Any possible workaround in the mean time if we still need to use the Tracking event processors?

smcvb commented 4 years ago

A work around would be to ensure you have as little gaps as possible. Typically, you should not have to many gaps, ever, but sometimes a misconfiguration in the sequence generator used for the domain_event_entry causes these gaps.

The scenario @sgrimm describes is definitely problematic, but 9 out of 10 it's a reuse of the sequence generator for more then just the domain_event_entry table. I'd thus check this @ghilainm.

A quicker solution would be to use Axon Server as the event store, as it ensure you will never have gaps. Thus, you'd never need the query you've used shared.

ghilainm commented 4 years ago

@smcvb Thx for your quick answer. I was planning to use the JdbcEventStore to limit the side effect of hibernate on memory and i'll see if I can limit the number of gaps.

We already only had one sequence for the table. What is the recommended strategy for the sequence? Only allocate one at at time ? More?
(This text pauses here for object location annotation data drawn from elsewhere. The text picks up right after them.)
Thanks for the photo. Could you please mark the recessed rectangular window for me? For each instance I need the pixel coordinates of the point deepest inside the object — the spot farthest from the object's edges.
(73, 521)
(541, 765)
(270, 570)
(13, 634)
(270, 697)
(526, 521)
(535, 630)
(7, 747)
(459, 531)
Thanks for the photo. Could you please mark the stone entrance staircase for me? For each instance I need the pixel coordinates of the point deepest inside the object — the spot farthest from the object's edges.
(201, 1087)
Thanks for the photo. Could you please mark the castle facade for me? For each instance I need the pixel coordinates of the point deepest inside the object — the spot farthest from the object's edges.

Wouldn't this be interesting to explain in the documentation (https://docs.axoniq.io/reference-guide/v/3.3/part-iv-advanced-tuning/performance-tuning#auto-increments-and-sequences)?

smcvb commented 4 years ago

A note stating that a dedicated sequence generator should be used for the globalIndex field of the domain_event_entry would indeed not hurt anybody.
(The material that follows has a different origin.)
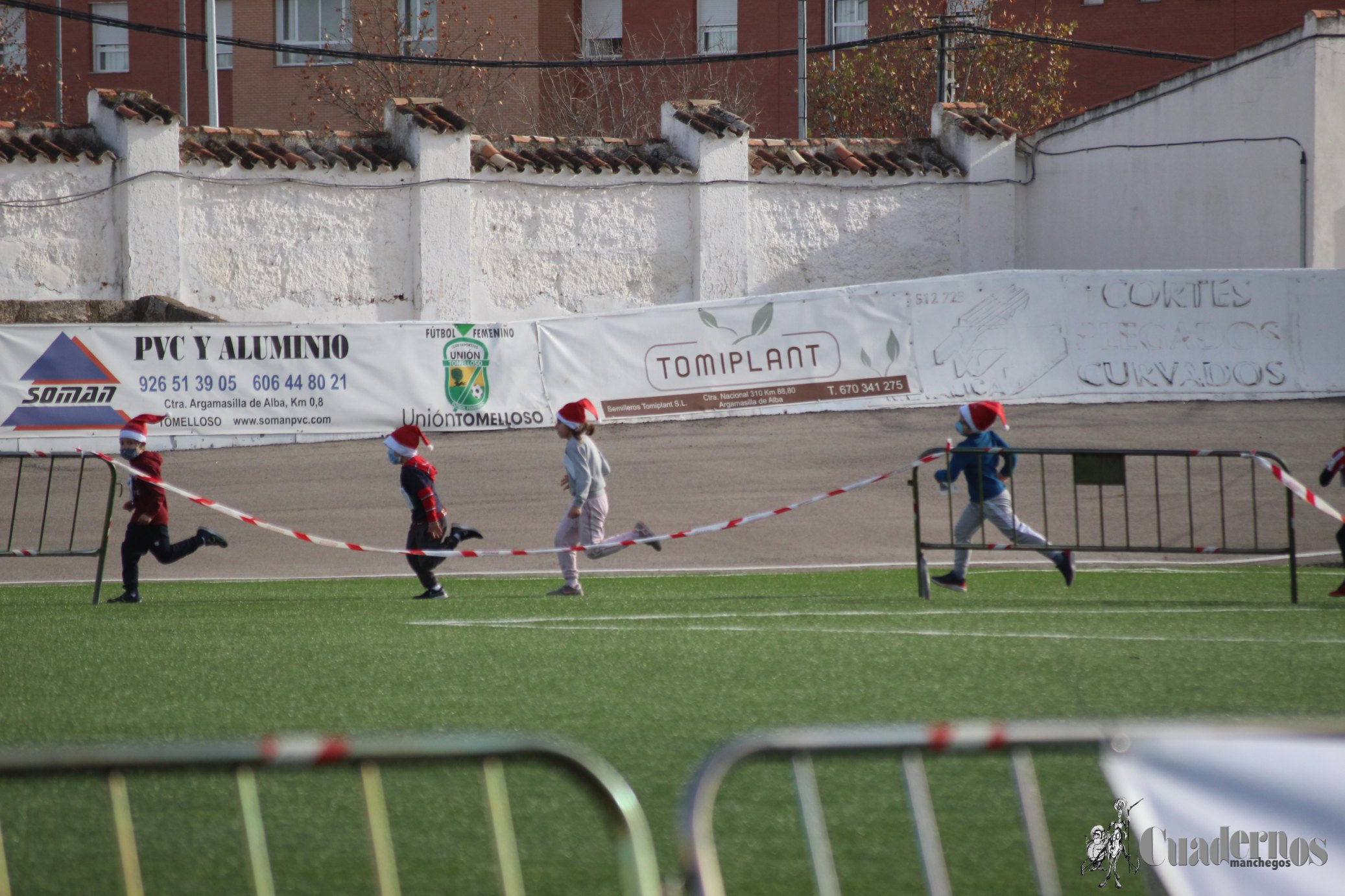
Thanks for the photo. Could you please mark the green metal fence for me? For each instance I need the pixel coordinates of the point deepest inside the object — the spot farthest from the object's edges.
(365, 757)
(47, 493)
As far as strategies go, the framework uses the plain @GeneratedValue annotation, which defaults to the GenerationType.AUTO strategy.

mbreevoort commented 4 years ago

We used the autoincrement with JdbcEventStore and got gaps of 2 ids every insert. With a memory usage of more than 900MB of EventStore objects. In a post Allard says they would timeout and disapear. After hours they where still in memory, is there a timeout?

The gaps in the id where the design of the Galera cluster with three MariaDB instances. After changing the config we got no gaps anymore in the sequence but a possibility of duplicate keys...

smcvb commented 4 years ago

@mbreevoort both the JpaEventStorageEngine and JdbcEventStorageEngine allow for configuring the "gap timeout" and "gap cleaning threshold". The former marks a gap "old" and removable, whilst the second marks the max number of gaps allowed overall until cleaning should start. By the way, this functionality was introduced in Axon 3.0.6.

smcvb commented 1 month ago

I have renamed this issue to "Revise gap logic of the GapAwareTrackingToken" to make it easier for us (AxonIQ team) to process the work for Axon Framework 5. Furthermore, I have added this issue to milestone "Release 5.0.0," as I want to investigate a simpler API for the GapAwareTrackingToken for AF5.

Lastly, it is important to note that there is a window for opportunity that this issue will be closed as a "won't fix," if we find a clean implementation following issue #2747.